Danach steigert sich das Tempo, auf dem Platz wird gedrängelt, geschoben, geprügelt. Immer wieder aber gibt es, inmitten der Turbulenz, ruhige Momente, in denen Details näher gebracht oder Filmtricks entlarvt werden.

Das 15köpfige Ensemble, das sich in einer genialen Choreografie bewegt, besteht aus Schauspielerinnen und Schauspielern des Schauspielhauses Graz und der Szputnyik Shipping Company, die Vivtor Bodó 2008 in Budapest gründete.

Während der 90minütigen Vorstellung wird nicht gesprochen, jedenfalls nichts Verständliches, obwohl das Alles doch sehr beredt erscheint. Den wechselnden Rhythmus bestimmt die Musik , grandios live gespielt von Klavier, Violine und Cello und mit den Toneinspielungen von Gábor Keresztes.

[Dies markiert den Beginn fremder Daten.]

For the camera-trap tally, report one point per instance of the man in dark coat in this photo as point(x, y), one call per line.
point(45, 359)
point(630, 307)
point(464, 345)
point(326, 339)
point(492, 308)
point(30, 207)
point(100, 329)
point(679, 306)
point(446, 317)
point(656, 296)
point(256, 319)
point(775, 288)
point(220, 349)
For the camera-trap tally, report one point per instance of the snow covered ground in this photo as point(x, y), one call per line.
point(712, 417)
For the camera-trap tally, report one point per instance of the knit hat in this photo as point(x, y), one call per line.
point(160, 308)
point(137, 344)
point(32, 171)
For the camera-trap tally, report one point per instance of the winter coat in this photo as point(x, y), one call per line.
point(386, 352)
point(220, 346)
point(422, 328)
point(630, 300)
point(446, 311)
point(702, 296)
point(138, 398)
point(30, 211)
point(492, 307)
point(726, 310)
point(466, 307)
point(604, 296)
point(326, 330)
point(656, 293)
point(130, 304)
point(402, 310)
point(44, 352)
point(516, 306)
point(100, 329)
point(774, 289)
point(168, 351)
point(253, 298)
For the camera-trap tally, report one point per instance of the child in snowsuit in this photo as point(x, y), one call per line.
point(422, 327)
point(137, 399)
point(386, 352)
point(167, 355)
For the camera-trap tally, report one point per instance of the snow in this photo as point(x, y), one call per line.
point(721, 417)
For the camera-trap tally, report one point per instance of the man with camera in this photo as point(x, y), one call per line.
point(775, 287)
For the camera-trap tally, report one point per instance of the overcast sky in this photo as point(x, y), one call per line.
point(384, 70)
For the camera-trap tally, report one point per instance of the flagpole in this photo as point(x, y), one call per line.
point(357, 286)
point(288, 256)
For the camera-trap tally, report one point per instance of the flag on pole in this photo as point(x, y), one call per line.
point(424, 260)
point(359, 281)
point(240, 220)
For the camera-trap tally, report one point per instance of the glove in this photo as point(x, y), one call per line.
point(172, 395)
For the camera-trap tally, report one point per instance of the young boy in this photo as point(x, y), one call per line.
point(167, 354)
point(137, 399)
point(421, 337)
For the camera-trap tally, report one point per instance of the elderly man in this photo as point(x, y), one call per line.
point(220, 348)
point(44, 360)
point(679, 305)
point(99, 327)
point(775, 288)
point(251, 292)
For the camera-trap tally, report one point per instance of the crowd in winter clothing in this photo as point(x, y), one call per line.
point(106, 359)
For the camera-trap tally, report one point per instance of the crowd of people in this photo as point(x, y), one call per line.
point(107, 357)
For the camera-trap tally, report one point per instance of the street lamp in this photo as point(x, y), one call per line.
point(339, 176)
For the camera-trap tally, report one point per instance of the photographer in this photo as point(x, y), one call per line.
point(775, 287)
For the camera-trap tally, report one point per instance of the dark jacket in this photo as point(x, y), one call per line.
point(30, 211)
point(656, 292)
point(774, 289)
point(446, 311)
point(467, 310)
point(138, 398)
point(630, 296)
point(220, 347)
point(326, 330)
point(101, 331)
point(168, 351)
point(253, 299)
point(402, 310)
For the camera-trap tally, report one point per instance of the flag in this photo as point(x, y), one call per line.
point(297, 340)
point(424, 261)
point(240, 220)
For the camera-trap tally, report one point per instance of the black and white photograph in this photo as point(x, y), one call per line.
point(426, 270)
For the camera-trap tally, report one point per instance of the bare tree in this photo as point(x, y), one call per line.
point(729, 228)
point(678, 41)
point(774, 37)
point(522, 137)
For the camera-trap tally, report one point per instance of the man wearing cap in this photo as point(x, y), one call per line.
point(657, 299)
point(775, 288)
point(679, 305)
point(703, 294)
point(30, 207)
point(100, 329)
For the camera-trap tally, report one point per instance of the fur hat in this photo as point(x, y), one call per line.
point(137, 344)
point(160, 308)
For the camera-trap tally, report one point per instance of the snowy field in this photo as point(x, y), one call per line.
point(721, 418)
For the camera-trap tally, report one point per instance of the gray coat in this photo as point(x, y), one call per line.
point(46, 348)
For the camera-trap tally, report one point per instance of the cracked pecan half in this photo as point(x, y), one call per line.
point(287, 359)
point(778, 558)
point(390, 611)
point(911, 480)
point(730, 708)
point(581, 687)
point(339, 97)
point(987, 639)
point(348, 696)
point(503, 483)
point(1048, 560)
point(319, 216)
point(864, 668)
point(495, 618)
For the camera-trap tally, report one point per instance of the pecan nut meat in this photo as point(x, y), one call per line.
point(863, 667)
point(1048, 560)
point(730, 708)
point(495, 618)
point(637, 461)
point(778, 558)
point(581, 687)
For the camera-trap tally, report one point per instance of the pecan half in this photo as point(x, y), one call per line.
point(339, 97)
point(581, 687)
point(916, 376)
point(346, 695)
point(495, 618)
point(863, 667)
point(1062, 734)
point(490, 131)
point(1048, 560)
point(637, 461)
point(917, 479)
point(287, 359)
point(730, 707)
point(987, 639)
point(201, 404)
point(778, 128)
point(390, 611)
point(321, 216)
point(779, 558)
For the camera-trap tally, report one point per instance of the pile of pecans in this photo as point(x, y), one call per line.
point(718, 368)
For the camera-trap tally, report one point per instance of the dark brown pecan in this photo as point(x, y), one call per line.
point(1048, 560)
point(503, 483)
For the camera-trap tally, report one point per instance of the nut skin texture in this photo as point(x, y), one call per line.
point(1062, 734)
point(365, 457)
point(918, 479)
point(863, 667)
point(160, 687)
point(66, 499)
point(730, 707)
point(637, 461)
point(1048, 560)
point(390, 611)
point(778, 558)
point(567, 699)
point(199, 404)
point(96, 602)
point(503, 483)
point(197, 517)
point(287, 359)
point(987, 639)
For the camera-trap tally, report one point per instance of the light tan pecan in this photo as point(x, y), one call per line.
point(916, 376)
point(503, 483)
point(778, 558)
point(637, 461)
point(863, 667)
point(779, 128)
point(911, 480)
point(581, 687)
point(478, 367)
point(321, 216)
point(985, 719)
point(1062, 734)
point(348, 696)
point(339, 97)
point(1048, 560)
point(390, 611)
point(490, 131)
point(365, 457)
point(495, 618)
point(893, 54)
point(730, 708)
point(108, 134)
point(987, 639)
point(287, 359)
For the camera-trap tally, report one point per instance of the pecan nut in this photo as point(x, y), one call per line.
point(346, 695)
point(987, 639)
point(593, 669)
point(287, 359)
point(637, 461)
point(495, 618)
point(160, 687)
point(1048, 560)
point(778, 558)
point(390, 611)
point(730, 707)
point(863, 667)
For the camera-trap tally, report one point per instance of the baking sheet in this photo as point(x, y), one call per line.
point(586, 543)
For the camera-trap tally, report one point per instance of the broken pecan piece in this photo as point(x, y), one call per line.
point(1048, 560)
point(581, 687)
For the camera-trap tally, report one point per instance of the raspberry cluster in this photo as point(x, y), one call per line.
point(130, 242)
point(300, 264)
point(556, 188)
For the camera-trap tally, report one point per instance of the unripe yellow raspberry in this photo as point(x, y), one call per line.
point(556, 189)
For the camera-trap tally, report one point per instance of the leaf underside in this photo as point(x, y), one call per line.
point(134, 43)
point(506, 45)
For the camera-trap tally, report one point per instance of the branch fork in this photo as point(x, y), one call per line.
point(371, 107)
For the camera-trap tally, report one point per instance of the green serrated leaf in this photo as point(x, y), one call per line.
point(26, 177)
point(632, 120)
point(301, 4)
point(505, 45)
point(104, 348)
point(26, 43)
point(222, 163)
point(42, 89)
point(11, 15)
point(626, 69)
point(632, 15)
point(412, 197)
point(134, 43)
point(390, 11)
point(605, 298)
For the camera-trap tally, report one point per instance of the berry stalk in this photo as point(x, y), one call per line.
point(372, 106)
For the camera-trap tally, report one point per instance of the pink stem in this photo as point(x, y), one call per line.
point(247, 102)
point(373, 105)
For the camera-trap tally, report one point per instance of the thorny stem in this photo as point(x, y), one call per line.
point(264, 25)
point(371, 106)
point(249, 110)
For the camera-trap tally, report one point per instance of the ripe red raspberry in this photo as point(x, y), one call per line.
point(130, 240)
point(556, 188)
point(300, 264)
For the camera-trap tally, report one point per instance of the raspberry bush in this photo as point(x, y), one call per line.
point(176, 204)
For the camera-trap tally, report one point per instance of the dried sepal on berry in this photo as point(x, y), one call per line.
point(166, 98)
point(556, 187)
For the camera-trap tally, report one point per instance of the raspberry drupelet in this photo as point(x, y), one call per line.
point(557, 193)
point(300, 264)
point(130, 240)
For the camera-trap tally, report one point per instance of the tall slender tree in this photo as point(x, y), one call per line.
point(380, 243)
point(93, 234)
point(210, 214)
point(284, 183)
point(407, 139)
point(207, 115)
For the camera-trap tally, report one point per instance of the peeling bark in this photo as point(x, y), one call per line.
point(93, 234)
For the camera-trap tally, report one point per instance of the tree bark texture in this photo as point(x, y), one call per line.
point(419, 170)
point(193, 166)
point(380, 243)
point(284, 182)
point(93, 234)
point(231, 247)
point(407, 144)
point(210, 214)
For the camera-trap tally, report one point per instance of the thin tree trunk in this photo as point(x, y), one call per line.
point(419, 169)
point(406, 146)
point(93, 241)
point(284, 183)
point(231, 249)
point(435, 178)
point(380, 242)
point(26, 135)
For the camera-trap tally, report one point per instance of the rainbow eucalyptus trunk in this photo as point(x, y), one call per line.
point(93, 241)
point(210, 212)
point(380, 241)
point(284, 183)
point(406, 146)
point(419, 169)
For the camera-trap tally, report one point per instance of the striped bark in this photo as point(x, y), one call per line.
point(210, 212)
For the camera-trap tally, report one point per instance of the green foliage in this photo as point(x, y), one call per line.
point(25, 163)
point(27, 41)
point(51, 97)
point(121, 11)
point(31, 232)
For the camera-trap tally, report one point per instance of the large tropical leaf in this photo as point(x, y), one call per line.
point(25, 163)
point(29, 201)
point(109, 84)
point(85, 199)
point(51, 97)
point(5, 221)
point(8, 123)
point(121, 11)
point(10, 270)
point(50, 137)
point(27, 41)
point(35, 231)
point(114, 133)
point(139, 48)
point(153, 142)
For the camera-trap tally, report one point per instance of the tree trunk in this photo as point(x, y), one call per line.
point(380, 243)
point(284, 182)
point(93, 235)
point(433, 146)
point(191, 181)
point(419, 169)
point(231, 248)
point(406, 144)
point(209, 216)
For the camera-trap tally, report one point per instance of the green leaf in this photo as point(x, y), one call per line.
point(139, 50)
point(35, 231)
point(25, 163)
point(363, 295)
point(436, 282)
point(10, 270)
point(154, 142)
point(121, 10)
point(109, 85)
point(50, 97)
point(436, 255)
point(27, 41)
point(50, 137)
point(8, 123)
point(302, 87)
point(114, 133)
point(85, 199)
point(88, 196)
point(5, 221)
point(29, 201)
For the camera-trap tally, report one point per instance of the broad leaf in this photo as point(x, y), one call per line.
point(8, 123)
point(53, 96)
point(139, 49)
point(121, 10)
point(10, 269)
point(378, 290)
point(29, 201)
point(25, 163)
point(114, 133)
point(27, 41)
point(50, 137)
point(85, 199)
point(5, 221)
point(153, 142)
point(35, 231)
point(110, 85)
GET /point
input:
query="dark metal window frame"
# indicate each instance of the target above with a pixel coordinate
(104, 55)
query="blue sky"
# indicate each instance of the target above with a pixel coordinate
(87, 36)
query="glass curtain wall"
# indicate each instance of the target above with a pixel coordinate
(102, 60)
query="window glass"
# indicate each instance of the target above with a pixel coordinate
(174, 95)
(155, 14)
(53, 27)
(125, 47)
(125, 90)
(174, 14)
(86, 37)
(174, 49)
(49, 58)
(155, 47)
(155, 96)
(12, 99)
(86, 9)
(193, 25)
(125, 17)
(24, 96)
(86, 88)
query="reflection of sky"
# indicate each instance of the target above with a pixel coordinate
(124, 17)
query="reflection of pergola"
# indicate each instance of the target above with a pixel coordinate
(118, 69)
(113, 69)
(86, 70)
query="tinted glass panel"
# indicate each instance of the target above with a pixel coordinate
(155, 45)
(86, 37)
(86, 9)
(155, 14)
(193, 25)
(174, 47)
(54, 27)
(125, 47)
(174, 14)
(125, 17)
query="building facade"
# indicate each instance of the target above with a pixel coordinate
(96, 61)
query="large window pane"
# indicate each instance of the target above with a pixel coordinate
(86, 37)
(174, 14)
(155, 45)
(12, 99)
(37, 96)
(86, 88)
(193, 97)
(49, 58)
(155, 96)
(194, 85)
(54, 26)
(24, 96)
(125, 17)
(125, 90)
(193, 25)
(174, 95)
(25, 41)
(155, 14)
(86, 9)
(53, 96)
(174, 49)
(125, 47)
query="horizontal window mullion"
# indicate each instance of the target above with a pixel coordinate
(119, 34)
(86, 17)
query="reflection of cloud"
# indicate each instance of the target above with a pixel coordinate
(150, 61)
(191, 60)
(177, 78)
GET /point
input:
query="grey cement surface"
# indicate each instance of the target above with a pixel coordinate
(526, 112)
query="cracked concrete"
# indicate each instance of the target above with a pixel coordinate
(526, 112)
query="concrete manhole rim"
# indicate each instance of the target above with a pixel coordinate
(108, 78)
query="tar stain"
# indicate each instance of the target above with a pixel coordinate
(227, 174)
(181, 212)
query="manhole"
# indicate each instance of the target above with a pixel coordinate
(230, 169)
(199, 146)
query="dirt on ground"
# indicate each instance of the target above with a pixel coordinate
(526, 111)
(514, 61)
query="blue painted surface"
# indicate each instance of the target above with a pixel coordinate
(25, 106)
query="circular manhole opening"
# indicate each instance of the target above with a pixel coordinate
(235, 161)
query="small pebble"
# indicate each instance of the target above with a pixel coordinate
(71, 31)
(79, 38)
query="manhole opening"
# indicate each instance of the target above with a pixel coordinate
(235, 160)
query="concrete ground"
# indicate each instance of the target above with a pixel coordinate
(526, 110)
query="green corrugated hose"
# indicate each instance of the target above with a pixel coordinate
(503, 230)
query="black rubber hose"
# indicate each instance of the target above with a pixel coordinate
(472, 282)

In einem wundervollen Augenblick dieser Inszenierung verschwinden plötzlich die Szenerie und die herumwimmelnden Menschen in Rauchwolken, aus denen – nein, es ist nicht die Königin der Nacht, die da, prächtig gewandet mit Perücke, heraufsteigt und eine dramatische Arie zu Gehör bringt, die doch sicher Teil einer ganz großen Oper ist – aber das stimmt auch wieder nicht. Der Komponist der Arie ist der 1982 in Braunschweig geborene Musiker Klaus von Heydenaber, der während der Vorstellung am Klavier sitzt. Und die Sängerin Kata Petö wurde nicht von irgendwoher für einen Gastauftritt eingeflogen, sondern sie ist Teil des hervorragenden Ensembles, das diesen irritierenden und verzaubernden Theaterabend gestaltet.

Die Liebe zum Leben ist spürbar in dieser Inszenierung und die Macht der Phantasie, die größer ist als alle Irreführungen der Technik.